An NFP’s Form 990 reports significant information about compensation in the following areas:

  • Part VI asks whether the organization followed the rebuttable presumption procedure for determining the compensation of the organization’s CEO, Executive Director, top management official, other officers, and key employees. If so, then the organization must describe the process, including which offices or positions the process was used for and the year in which the process was last undertaken for each person.
  • Part VII displays by individual name, the calendar year compensation (W-2 amount as well as nontaxable benefits) paid to each officer, director, and trustee serving during the tax year as well as the top 20 key employees and top 5 highest compensated employees serving during the calendar year ending within the organization’s tax year. In certain circumstances, former officers, directors, trustees, key employees, and highest compensated employees are also required to be listed.
  • Schedule J includes a series of questions about whether particular types of compensation were provided to persons listed in Part VII such as first class or charter travel, housing allowances, severance payments, nonqualified retirement plans, and incentive compensation. If such compensation was provided by the NFP, then an explanation that identifies the name of the person (or class of persons such as all officers) who received the benefit and, in some cases, also the amount of the benefit, whether it was treated as taxable compensation, and/or the terms of the benefit must be provided.

How Can We Help

While it is important to remember that having a formal executive compensation policy and a compensation review process in place are not required by the IRS to obtain or maintain exempt status, an NFP which has adopted such policies and procedures is putting its best foot forward in the eyes of its many stakeholders. If you work with a not-for-profit in an oversight capacity, be sure to take some time on an annual basis to review the policies that are currently in place, consider updating them as your organization matures, and if any of these policies are not in place, consider adding them. Also, regularly review your organization’s Form 990 to be sure its disclosures regarding these governance practices, as detailed in Parts VI and VII as well as Schedule J, are complete and consistent with your understanding of how the practices are carried out. If you have any questions, please reach out to your Citrin Cooperman advisor. Our Not-For-Profit Industry Practice will work with your organization to ensure the best policies are in place to support future growth and success.

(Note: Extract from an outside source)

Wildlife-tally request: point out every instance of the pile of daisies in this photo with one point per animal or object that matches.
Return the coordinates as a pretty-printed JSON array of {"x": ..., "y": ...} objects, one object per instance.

An important note on governance issues

Not-for-profit organizations (NFPs) face scrutiny from a multitude of perspectives – the Internal Revenue Service (IRS), the legislature, watchdog organizations, donors, news media, and the states in which they operate. Because the annual information return (Form 990) filed by most NFPs is readily available on the internet, these stakeholders have easy access to data about an organization’s operations which they can use to make judgements about it. The first line of defense is the establishment of good governance practices which are regularly followed.

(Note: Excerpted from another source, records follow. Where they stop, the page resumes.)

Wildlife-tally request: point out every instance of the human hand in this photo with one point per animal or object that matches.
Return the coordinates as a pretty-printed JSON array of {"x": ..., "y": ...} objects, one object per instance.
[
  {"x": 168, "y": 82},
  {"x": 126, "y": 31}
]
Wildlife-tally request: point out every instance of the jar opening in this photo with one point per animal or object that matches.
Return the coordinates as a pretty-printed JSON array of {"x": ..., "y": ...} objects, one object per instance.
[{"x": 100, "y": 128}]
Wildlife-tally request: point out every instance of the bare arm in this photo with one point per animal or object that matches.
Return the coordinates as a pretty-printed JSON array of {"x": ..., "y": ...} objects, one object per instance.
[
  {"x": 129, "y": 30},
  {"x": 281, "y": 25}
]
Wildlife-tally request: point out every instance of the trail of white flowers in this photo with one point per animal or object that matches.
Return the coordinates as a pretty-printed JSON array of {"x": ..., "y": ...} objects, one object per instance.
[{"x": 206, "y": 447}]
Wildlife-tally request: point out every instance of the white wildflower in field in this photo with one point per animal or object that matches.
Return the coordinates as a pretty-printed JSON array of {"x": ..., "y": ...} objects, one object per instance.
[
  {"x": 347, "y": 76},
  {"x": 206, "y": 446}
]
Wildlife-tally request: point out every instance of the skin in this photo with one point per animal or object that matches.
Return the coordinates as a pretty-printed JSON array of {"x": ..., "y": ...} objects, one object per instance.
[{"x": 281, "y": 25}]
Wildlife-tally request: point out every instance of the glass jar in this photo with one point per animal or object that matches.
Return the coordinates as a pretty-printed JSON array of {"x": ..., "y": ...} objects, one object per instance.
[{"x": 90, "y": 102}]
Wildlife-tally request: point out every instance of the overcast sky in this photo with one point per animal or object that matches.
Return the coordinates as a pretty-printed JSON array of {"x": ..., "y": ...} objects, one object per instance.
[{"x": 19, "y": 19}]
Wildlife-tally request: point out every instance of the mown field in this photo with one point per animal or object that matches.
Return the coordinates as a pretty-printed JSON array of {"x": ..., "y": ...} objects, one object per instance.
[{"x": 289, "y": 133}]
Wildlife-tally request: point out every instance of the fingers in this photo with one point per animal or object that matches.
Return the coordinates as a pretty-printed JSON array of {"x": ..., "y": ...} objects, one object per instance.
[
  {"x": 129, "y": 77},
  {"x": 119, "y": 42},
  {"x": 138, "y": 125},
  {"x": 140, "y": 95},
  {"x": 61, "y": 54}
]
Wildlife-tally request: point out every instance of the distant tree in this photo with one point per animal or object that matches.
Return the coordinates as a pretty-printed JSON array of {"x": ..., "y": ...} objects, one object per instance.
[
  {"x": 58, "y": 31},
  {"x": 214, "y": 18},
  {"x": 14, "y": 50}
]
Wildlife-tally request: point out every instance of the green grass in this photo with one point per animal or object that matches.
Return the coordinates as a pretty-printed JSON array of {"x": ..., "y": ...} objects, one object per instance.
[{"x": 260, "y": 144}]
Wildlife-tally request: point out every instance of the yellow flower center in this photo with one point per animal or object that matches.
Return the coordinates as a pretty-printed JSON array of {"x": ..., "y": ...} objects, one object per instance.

Although the federal tax laws do not require the adoption of any particular policies or procedures, it is essential for an NFP to carefully consider which governance practices are most appropriate to enable the organization to operate in an effective and compliant manner. Additionally, since the Form 990 discloses information about a number of governance-related items, not only have they become the de facto best practices for NFPs, there will be many data points from which readers of the form can draw conclusions about the organization.

Therefore, it is not only crucial for an NFP to establish good governance practices, it must also prepare its Form 990 while disclosing these practices effectively. This series explores the key governance areas disclosed in the Form 990 and highlights important considerations for not-for-profit organizations.